Jimena Rojas1, Itziar Fernandez, Jose C Pastor, Robert E Maclaren, Yashim Ramkissoon, Steven Harsum, David G Charteris, Jan C Van Meurs, Sankha Amarakoon, Jose M Ruiz-Moreno, Amandio Rocha-Sousa, Maria Brion, Angel Carracedo.   

Abstract

PURPOSE: Proliferative vitreoretinopathy (PVR) is still the major cause of failure of retinal detachment (RD) surgery and although the risk for developing this complication is associated with some clinical characteristics, the correlation is far from absolute, raising the possibility of genetic susceptibility. The objective of this study was to analyze the genetic contribution to PVR in patients undergoing RD surgery, the Retina 4 Project.

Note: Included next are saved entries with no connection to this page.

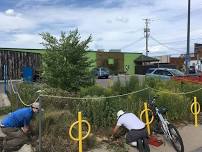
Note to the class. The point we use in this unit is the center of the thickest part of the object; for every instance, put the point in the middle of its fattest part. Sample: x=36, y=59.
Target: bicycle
x=168, y=129
x=141, y=144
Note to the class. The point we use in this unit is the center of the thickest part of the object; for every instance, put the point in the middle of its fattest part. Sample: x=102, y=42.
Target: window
x=167, y=73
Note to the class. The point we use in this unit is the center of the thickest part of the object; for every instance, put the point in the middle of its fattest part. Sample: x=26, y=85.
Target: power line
x=132, y=43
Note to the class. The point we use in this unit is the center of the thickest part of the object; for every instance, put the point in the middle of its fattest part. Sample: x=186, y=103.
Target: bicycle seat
x=163, y=110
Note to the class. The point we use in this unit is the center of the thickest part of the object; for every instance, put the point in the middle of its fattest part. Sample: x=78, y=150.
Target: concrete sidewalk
x=191, y=137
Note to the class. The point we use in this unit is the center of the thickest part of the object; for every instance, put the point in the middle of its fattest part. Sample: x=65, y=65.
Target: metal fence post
x=5, y=78
x=40, y=125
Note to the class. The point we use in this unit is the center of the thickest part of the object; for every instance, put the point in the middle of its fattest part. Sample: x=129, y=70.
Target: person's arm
x=25, y=129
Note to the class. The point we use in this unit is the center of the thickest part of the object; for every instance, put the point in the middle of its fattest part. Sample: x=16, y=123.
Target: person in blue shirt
x=16, y=127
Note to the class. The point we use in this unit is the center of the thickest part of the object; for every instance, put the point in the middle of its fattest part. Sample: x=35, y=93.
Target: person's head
x=120, y=113
x=35, y=107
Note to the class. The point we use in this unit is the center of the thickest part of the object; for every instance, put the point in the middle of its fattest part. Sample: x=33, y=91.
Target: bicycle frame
x=164, y=123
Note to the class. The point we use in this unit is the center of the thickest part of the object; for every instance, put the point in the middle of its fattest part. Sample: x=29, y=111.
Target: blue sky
x=113, y=24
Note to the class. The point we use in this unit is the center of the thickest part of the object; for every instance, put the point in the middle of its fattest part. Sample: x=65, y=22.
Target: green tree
x=65, y=63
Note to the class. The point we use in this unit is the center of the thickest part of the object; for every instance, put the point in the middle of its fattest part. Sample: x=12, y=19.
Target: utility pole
x=187, y=58
x=146, y=34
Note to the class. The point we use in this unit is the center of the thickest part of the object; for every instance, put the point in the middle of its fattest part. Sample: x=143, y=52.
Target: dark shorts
x=134, y=135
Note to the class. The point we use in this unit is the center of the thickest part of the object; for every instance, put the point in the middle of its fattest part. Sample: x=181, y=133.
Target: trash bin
x=27, y=74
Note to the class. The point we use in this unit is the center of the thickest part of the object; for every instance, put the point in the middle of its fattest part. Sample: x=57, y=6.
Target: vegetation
x=60, y=113
x=65, y=63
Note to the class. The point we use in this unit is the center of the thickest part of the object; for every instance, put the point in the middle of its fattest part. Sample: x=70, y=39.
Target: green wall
x=129, y=60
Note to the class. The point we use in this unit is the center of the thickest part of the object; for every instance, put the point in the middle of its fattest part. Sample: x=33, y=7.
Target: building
x=18, y=58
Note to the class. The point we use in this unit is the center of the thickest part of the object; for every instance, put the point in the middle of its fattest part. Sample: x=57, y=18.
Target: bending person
x=16, y=127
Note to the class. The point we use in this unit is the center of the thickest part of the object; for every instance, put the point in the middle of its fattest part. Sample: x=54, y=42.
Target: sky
x=113, y=24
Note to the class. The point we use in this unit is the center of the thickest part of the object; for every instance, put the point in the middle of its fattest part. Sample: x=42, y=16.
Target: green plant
x=65, y=61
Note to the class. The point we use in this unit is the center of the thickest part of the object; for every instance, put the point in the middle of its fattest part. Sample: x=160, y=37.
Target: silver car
x=163, y=73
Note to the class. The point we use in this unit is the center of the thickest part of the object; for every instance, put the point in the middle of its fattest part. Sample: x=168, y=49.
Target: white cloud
x=25, y=41
x=10, y=12
x=110, y=27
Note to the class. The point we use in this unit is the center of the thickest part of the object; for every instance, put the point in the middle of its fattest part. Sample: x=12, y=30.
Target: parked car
x=101, y=72
x=163, y=73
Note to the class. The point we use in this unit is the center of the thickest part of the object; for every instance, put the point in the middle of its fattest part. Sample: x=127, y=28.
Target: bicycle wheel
x=176, y=139
x=146, y=145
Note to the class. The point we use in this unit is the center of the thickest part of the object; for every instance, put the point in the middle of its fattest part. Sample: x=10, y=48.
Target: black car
x=101, y=72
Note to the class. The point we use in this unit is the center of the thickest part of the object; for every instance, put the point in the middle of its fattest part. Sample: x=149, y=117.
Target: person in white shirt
x=136, y=128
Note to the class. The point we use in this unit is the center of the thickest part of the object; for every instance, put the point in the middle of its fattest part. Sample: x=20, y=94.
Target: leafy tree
x=65, y=62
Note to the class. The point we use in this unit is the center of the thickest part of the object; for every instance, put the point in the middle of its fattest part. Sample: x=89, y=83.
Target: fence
x=61, y=109
x=16, y=60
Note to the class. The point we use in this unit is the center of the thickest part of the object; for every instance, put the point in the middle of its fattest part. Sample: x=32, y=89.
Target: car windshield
x=177, y=72
x=150, y=70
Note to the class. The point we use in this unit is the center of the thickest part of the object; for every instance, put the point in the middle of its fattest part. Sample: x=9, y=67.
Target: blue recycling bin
x=27, y=74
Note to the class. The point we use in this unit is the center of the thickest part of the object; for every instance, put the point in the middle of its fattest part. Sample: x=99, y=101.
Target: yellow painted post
x=80, y=131
x=80, y=135
x=196, y=111
x=147, y=118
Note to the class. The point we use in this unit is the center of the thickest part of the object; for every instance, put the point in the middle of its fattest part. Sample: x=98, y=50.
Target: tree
x=65, y=63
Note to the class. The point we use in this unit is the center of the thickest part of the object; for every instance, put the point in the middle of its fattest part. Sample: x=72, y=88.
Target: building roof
x=23, y=50
x=42, y=50
x=144, y=58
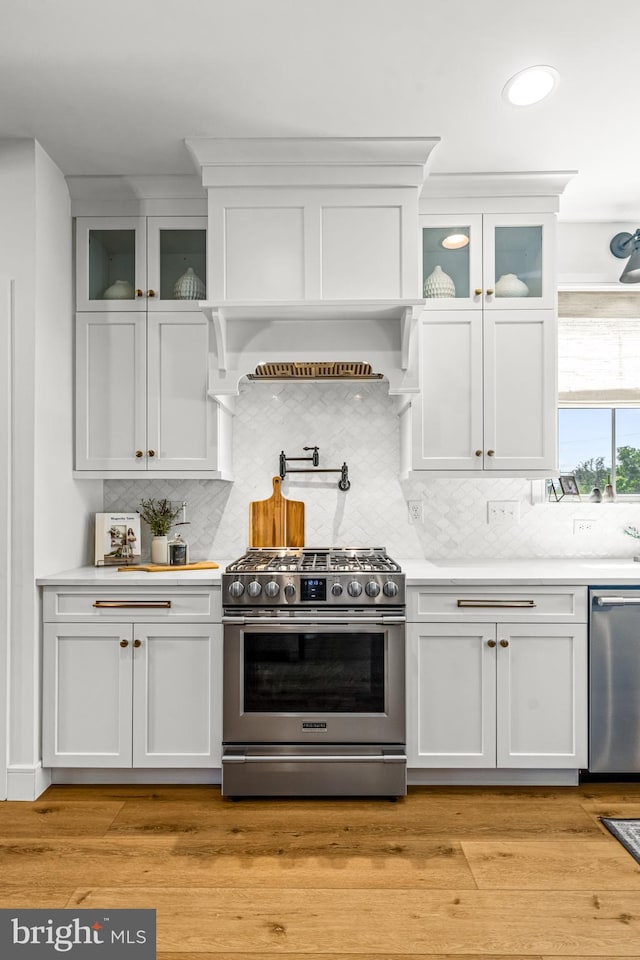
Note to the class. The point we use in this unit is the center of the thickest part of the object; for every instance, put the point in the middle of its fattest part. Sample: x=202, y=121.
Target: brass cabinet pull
x=496, y=603
x=135, y=604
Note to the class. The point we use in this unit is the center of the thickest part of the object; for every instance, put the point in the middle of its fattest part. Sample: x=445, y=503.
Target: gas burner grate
x=320, y=560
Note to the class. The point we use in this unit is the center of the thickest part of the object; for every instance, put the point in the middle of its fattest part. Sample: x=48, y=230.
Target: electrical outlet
x=416, y=512
x=584, y=526
x=503, y=511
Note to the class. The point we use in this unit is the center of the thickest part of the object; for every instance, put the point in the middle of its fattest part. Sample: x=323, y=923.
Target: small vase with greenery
x=159, y=515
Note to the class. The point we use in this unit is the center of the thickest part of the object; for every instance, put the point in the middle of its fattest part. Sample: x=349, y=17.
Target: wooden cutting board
x=173, y=568
x=276, y=522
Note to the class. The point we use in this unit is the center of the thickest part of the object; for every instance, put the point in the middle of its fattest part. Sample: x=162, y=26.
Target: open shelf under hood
x=305, y=340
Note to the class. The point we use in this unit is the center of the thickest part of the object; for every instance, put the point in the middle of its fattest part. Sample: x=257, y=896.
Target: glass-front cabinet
x=140, y=263
x=491, y=261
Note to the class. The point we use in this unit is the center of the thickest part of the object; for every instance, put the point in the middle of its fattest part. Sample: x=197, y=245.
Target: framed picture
x=569, y=486
x=117, y=539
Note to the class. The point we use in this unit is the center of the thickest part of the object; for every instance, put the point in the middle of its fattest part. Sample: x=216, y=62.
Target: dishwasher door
x=614, y=680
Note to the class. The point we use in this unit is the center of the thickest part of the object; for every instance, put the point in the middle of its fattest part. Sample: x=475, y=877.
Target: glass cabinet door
x=451, y=261
x=110, y=263
x=177, y=262
x=518, y=264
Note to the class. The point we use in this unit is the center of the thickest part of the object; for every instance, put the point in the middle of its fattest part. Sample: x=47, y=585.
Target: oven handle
x=315, y=621
x=318, y=758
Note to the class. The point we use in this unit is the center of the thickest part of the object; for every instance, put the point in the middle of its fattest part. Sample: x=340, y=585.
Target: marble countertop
x=522, y=571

METHODS: A candidate gene association study was conducted in 2006 in a Spanish population of 450 patients suffering from primary rhegmatogenous RD. Replication was carried out in a larger population undergoing RD surgery at several European centers among 546 new patients. Single nucleotide polymorphism (SNP) of 30 genes known to be involved with inflammation were analyzed. For replication stage, those genes previously detected as significantly associated with PVR were genotyped. Distribution of allelic and haplotypic frequencies in case and control group were analyzed. Single and haplotypic analysis were assessed. The Rosenberg two-stage method was used to correct for single and multiple analyses.
RESULTS: After correction for multiple comparisons, four genes were significantly associated with PVR: SMAD7 (P = 0.004), PIK3CG (P = 0.009), TNF locus (P = 0.0005), and TNFR2 (P = 0.019) In the European sample, replication was observed in SMAD7 (P = 0.047) and the TNF locus (P = 0.044).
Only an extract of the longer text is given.